Since all kids and adolescents act out from time to time, a persistent pattern of this sort of behaviormust be in evidence before CD is considered. Professionals also attempt to determine if the behavior is a negative adaptation to a troubled environment, a “learned” behavior, or if the gratification that comes from aggression seems to originate from within.


  • Early treatment and identification of children with early-onset CD is the key to improving prognosis.
  • Intelligence is another significant factor; a child with a high IQ is easier to work with in treatment.
  • Many children with CD have learning disabilities and lower than average verbal skills.

Various forms of treatment, including medication and family approaches, have been utilized with varying degrees of success. There is no one medication or treatment of choice. A treatment plan might include some or all of the following:

Behavior therapy attempts to set up contingencies that make desirable behavior more likely and attempts to eliminate undesirable behaviors. It provides a high level of structure which is generally needed by children with CD. Behavior therapy helps the child make crucial cause and effect connections that he or she has not been able to do previously, either through lack of experience or inherent lack of capability. Behavioral plans should be coordinated between school and home for maximum effectiveness.

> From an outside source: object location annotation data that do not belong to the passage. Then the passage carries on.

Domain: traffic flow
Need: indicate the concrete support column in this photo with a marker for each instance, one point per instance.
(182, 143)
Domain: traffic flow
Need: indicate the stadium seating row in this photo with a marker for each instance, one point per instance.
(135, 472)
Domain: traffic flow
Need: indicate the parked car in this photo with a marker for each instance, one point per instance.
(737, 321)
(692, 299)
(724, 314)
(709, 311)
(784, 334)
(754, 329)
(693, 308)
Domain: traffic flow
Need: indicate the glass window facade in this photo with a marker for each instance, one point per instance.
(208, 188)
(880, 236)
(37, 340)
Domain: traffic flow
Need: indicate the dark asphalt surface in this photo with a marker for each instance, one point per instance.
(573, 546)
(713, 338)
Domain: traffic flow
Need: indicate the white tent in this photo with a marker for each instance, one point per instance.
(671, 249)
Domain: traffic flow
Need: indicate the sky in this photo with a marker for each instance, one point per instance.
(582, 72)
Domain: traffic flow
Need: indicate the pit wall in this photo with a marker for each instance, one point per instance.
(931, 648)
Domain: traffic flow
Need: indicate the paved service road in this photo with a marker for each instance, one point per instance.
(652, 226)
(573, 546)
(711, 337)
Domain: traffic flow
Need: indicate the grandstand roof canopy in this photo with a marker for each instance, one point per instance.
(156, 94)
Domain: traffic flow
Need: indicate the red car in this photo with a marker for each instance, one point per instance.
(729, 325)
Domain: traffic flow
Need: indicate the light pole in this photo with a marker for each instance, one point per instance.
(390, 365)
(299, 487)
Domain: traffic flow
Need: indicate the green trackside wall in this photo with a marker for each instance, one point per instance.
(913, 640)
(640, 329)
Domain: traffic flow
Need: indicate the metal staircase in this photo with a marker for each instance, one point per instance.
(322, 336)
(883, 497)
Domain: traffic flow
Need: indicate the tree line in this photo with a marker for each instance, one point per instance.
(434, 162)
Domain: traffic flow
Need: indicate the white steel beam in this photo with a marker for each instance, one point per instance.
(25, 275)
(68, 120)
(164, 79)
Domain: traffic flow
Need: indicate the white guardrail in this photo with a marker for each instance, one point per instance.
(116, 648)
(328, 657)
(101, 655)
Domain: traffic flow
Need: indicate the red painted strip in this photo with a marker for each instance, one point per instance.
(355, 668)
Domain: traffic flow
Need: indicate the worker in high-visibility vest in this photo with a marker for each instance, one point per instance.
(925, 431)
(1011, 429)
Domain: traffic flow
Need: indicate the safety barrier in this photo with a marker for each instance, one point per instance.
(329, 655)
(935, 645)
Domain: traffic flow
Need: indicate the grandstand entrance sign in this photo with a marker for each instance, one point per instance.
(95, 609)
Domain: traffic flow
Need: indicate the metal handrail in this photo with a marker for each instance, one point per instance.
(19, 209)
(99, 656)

Treatment is often conducted in the context of the family. Therefore the family may require assistance, ranging from education about basic parenting skills to management strategies for the disturbed child.

Treatment may also include medication in some youngsters, such as those with difficulty paying attention, impulse problems, or those with depression.

Multisystemic Therapy is the form of treatment that seems to work best for Conduct Disorder, but few communities have the resources and organization to establish a system of care to within which to provide these services.